Correspondance, 1926-1968
Paulhan se juge " tout à fait banal ", se range dans " le parti des gens qui s'intéressent, qui sont à chaque instant épatés ". Guéhenno a la conviction d'appartenir à " une espèce commune de l'humanité ", celle de " ces hommes de série ", que désemparent les événements. Coquetteries d'intellectuels et d'écrivains qui savent trop bien qu'on ne les prendra pas au mot, que leurs rouvres disent tout le contraire ? Leurs lettres incitent à ne pas répondre trop vite. A côté de la Grande Guerre, du Front Populaire ou de l'Occupation, il y est beaucoup question de divers petits événements, que l'on appelle trop vite, avec un mépris bien injustifié, " faits divers ".

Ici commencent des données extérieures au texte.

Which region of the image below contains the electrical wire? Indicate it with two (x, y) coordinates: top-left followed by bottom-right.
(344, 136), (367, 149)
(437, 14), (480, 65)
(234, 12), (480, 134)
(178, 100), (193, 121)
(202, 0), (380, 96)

L'un, " esprit insaisissable ", se méfie des professeurs, auxquels il reproche " d'avoir leur siège fait, leur système ". L'autre en veut aux " joueurs " et a parfois soupçonné son ami " d'aimer les idées pour le plaisir, à tous risques, et dût le monde s'écrouler ". Pourquoi dans ces conditions leur amitié n'a-t-elle jamais connu de ces " vacances " qui séparent des esprits pourtant mieux faits pour se comprendre et s'estimer ? Parce qu'ils partagent une conviction " Nous ne sommes pas le centre du monde, nous ne valons, nous ne sommes dans la vérité qu'à condition de nous négliger nous-mêmes pour autre chose. " Cette autre chose peut être la politique, la métaphysique, ou, quand les circonstances l'exigent, la résistance à l'oppression. Dans tous les cas, elle passe par cet amour de la littérature qui, seule, peut expliquer le monde, et donner un sens aux faits divers dont il est question dans cet entretien de quarante ans.